Security
Sandbox code execution, authenticate workloads, and enforce policy for agents on OpenShift.
View as MarkdownAgent security on OpenShift covers multiple concerns: isolating LLM-generated code execution, establishing workload identity, encrypting inter-agent communication, enforcing policy at the gateway, and managing secrets for LLM API keys and tool credentials.
Agent Sandboxing
When agents execute LLM-generated code — tool calls, data analysis scripts, or code-interpreter tasks — that code must run in a sandbox that prevents filesystem access, network exfiltration, and privilege escalation.

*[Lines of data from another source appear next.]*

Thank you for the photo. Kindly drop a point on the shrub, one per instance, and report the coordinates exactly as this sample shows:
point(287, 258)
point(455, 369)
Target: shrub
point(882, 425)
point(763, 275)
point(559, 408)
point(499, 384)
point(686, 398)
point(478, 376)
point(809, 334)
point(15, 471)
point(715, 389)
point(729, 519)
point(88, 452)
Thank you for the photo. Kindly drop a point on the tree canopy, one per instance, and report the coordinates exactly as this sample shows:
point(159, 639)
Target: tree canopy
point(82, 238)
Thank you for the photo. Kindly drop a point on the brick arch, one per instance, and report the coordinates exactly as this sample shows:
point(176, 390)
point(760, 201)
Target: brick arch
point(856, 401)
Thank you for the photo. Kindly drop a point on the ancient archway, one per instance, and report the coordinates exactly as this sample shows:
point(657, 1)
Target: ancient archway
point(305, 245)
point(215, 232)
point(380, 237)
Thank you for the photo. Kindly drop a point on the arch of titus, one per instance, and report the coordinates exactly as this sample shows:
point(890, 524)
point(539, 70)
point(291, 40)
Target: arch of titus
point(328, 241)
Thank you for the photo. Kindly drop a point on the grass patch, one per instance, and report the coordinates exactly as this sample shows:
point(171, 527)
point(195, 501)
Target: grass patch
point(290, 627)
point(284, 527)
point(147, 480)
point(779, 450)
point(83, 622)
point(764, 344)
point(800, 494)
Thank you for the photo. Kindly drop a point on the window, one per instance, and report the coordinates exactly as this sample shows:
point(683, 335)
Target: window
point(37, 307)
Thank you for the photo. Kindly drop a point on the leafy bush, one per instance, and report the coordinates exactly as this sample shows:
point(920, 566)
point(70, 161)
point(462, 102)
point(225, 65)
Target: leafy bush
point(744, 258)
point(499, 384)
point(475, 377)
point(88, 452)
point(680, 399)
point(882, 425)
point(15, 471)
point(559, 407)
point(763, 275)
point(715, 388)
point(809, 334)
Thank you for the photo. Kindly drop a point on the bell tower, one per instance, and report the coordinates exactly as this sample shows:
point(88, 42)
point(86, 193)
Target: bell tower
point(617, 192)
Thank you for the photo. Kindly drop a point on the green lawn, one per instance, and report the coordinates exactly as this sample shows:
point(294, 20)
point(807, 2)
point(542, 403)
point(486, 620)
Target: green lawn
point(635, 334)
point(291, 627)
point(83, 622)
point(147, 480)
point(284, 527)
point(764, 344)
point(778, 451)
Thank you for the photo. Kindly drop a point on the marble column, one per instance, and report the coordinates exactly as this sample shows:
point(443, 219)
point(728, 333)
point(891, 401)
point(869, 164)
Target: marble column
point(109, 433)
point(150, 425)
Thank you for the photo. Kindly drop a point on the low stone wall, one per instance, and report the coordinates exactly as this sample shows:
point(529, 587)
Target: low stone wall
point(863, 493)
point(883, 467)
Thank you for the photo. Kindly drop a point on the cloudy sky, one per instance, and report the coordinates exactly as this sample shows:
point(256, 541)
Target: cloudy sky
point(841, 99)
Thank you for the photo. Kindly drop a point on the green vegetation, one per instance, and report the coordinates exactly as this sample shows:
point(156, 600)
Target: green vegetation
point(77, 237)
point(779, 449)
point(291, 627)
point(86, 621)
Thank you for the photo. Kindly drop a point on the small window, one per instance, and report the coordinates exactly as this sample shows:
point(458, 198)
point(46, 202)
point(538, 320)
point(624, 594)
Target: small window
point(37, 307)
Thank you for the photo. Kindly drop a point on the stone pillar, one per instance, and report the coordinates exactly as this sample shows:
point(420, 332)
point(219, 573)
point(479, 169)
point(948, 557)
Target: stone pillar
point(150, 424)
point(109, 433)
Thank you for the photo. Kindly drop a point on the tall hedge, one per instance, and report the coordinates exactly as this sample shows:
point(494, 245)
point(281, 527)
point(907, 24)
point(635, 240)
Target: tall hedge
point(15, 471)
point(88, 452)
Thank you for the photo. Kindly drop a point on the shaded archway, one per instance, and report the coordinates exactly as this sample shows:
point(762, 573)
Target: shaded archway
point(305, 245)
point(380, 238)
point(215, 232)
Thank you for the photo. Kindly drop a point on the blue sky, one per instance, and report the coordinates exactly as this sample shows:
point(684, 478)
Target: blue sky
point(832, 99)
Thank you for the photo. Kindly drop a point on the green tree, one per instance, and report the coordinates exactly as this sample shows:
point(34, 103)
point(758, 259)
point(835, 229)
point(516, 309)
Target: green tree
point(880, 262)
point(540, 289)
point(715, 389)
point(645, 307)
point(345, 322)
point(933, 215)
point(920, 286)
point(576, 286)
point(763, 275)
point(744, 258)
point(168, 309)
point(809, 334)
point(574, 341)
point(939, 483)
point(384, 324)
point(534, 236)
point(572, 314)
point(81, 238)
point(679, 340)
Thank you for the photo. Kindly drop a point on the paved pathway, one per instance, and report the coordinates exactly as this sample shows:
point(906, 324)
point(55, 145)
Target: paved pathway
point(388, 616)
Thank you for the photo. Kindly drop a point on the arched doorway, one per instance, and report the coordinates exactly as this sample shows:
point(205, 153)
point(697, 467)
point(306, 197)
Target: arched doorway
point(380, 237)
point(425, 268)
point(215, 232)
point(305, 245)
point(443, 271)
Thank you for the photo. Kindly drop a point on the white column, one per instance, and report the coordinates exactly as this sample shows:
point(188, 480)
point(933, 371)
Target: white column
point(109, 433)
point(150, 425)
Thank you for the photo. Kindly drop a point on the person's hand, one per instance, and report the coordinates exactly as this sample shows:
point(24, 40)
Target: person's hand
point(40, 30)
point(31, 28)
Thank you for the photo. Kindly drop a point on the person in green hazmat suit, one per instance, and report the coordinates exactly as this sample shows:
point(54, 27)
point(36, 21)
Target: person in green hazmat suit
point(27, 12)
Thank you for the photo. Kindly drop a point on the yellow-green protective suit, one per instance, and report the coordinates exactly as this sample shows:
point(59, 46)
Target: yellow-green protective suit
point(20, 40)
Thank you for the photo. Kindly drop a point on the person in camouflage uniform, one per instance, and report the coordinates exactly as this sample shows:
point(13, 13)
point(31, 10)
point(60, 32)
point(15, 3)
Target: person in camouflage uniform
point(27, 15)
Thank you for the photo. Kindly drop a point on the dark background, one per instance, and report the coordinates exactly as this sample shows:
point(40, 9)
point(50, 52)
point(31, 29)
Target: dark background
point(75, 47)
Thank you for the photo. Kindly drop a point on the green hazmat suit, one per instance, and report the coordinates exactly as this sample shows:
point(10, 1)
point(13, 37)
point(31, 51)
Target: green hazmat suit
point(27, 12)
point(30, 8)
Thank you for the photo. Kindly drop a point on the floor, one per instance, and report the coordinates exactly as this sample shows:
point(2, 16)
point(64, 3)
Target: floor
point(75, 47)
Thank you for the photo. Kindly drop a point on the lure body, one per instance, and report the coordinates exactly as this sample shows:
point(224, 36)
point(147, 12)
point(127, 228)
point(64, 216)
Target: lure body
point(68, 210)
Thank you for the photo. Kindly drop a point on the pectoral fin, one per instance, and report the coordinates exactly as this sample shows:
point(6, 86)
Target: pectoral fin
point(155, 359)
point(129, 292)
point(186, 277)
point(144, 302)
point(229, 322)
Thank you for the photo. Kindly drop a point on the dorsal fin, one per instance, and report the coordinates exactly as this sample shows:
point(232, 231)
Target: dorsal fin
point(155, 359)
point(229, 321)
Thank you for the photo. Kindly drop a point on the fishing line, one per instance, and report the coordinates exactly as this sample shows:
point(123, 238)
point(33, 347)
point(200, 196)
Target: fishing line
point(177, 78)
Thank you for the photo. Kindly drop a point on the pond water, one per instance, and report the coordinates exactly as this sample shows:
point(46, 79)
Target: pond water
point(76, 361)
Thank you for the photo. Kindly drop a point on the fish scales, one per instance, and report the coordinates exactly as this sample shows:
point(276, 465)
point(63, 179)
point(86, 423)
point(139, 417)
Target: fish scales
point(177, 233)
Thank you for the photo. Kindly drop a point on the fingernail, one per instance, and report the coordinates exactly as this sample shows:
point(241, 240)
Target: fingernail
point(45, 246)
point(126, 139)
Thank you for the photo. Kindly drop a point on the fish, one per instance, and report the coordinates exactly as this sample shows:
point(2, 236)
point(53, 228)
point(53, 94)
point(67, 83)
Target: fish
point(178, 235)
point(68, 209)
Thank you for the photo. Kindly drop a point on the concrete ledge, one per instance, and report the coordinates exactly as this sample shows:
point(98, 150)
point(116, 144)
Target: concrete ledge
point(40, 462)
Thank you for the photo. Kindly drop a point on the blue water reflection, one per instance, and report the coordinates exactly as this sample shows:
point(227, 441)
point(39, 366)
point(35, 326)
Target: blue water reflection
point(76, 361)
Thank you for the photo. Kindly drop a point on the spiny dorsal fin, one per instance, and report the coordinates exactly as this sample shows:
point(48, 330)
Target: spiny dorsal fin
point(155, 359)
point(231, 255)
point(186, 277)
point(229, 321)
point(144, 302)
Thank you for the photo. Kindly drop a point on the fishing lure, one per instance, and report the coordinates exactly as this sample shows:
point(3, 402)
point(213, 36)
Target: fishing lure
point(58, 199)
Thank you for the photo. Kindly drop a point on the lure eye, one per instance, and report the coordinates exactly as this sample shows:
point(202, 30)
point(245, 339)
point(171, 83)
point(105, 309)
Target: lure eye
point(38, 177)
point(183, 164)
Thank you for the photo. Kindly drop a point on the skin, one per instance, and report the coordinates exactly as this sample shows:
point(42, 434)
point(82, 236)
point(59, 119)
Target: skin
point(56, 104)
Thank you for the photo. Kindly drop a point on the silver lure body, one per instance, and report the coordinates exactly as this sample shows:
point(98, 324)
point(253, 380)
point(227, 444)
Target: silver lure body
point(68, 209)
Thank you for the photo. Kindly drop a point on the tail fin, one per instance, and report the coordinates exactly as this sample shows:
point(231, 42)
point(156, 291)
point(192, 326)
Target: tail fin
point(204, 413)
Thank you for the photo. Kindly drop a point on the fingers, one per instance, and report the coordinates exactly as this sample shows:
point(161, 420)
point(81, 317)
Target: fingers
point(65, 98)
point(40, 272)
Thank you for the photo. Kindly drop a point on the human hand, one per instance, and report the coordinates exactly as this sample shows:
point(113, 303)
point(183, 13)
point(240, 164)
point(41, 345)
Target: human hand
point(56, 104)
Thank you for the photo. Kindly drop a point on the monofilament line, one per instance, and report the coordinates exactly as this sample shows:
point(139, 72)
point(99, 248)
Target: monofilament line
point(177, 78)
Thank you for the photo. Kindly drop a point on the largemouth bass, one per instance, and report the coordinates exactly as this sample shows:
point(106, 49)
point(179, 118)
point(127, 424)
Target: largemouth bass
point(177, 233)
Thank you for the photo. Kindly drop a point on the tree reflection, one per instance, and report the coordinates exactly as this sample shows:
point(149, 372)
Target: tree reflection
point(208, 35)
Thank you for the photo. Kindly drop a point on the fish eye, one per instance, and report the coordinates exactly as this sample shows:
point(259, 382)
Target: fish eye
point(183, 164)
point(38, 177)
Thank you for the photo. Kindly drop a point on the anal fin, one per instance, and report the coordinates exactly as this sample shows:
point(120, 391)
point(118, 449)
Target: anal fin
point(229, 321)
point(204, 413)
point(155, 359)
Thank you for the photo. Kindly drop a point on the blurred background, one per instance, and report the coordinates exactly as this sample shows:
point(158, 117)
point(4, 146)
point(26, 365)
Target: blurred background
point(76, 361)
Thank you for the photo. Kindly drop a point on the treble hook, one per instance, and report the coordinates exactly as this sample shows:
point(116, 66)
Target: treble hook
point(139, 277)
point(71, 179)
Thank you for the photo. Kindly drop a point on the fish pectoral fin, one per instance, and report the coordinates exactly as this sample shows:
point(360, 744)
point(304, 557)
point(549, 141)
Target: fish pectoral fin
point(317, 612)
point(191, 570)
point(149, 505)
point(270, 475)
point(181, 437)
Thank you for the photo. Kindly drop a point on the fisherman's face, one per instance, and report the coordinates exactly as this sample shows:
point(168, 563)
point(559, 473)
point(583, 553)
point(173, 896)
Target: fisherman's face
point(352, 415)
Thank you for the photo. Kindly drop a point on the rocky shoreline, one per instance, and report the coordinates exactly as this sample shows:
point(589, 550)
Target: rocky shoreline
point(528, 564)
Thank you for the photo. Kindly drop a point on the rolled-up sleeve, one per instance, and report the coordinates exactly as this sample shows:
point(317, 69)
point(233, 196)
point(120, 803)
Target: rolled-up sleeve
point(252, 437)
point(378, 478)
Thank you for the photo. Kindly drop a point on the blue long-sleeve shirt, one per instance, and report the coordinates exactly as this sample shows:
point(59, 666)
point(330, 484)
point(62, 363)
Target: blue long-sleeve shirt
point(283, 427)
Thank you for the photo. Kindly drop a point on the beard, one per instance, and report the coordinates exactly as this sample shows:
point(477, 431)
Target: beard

The Agent Sandboxing page covers a defense-in-depth approach that layers static analysis, isolated subprocesses, Landlock filesystem restrictions, seccomp syscall filtering, and OpenShift-level NetworkPolicy and SeccompProfile enforcement.
Workload Identity
SPIRE and SPIFFE provide cryptographic identity for agent workloads. Each agent pod receives an x509 SVID (SPIFFE Verifiable Identity Document) that identifies it within the trust domain. The SPIRE agent runs as a DaemonSet and attests pods via the Kubernetes workload registrar. See Using SPIFFE/SPIRE for setup details.
Mutual TLS
Agents communicate over mutual TLS using SPIFFE SVIDs. Both sides of a connection present certificates and verify the peer's SPIFFE ID against an allowlist. This prevents unauthorized agents from joining the mesh and ensures all inter-agent traffic is encrypted in transit.
Policy Enforcement
The agent gateway enforces authorization policies before routing requests to backend agents. Policies are expressed as Kubernetes RBAC rules — the gateway checks the caller's service account token against RoleBindings in the target namespace. This provides namespace-level isolation between agent deployments.
Secrets Management
LLM API keys, tool credentials, and other sensitive values are stored as Kubernetes Secrets and mounted into agent pods via projected volumes. For production deployments, integrate with an external secrets operator (e.g. External Secrets Operator backed by HashiCorp Vault or AWS Secrets Manager) to avoid storing secrets directly in the cluster's etcd.